Keyboard shortcuts

Press or to navigate between chapters

Press S or / to search in the book

Press ? to show this help

Press Esc to hide this help

Split Reduce

Split reduce handles reductions when a logical reduction axis cannot be mapped to a single continuous hardware dimension: the axis is split into multiple separate tensor instances that must be fetched independently using interleaved fetch and combined using Vector Engine binary operations.

When to Use Split Reduce

Split reduce applies when:

  1. The reduce axis exceeds single-tensor capacity: A reduction axis is too large to fit in VRF (8KB per slice) as a single tensor, requiring the logical axis to be split into multiple physical tensor instances.
  2. Independent tensor instances exist: Multiple tensor instances hold different portions of the same logical reduction axis (e.g., from different model layers, experts, or temporal segments).
  3. Avoiding cross-chip communication: Data resides on the same chip/cluster but in separate memory allocations, making interleaved fetch more efficient than DMA-based approaches.

Split reduce sits between slice-level and chip-level reductions in TCP’s reduction hierarchy:

  • Packet reduce: Within a single packet (Reducer)
  • Time reduce: Across time dimension (Reducer)
  • Slice reduce: Across slices within a cluster (Inter-Slice Block)
  • Split reduce: Across multiple independent tensor instances, using interleaved fetch (alternating loads from separate tensor instances) combined with Vector Engine binary ops
  • Chip/Cluster reduce: Across chips or clusters (DMA + interleaved fetch + Vector Engine binary op)

Implementation: Interleaved Fetch

Split reduce uses interleaved fetch to load multiple tensor instances alternately, creating a time-interleaved stream that the Vector Engine reduces.

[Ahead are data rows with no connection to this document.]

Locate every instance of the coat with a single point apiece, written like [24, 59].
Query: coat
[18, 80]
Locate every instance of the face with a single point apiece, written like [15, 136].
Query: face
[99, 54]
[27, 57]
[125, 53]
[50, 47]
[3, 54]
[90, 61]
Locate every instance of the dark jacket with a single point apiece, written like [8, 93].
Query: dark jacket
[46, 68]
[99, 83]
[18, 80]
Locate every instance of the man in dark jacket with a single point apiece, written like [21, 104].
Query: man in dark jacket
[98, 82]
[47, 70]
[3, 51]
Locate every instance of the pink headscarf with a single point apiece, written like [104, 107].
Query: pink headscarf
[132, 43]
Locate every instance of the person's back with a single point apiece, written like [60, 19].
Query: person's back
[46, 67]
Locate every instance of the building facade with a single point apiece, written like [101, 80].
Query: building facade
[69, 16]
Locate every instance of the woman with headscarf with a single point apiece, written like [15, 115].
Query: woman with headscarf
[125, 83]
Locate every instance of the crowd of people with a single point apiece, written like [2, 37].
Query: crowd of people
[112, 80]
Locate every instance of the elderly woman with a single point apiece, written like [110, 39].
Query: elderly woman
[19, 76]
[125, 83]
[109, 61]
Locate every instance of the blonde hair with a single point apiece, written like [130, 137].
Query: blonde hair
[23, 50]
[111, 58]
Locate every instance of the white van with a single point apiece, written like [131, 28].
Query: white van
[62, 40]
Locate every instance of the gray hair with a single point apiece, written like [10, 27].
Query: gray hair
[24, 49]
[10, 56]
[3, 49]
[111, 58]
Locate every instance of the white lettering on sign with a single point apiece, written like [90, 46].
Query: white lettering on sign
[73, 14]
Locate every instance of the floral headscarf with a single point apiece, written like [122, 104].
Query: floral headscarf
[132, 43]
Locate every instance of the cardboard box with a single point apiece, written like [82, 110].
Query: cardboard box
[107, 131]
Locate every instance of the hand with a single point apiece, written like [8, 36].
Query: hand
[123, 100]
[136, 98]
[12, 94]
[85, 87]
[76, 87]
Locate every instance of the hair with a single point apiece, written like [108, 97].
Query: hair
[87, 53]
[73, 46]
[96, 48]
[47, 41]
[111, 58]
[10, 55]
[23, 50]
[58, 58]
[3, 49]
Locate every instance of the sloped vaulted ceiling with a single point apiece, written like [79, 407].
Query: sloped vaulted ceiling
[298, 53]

The fetch pattern introduces an interleave dimension I that indexes the separate tensor instances:

// Two tensor instances to be reduced together
let tensor_0: DmTensor<bf16, m![1], m![1], m![1], m![A, B]> = ...;
let tensor_1: DmTensor<bf16, m![1], m![1], m![1], m![A, B]> = ...;

// Interleaved fetch creates alternating time stream: I=2 dimension
let interleaved: TuTensor<bf16, m![1], m![1], m![1],
    m![I: 2, A], m![B]
> = ctx.main.begin_interleaved().fetch(&tensor_0, &tensor_1);

// Vector Engine reduction combines the I dimension
let reduced: TuTensor<bf16, m![1], m![1], m![1],
    m![A], m![B]
> = interleaved.reduce_add(axis: I);

The interleaved fetch alternates between tensor instances in the time dimension: time[0] holds data from tensor_0, time[1] from tensor_1, time[2] from tensor_0 again, and so on. The Vector Engine performs binary operations (add, max, min) across the interleave dimension to complete the reduction.

Example 1: Layer Normalization Split Reduction

Layer normalization computes statistics (mean, variance) over the feature dimension. When the feature dimension is too large to fit in a single VRF allocation, it must be split into multiple chunks that are processed separately and then combined.

The Problem: Layer normalization requires computing the mean and variance of all features for each token. The formula is:

output = (input - mean) / sqrt(variance + epsilon)

where mean and variance are computed over the entire Hidden dimension.

When Hidden is very large (like 8192 elements), the tensor won’t fit in the 8KB VRF, so we cannot reduce it in a single operation.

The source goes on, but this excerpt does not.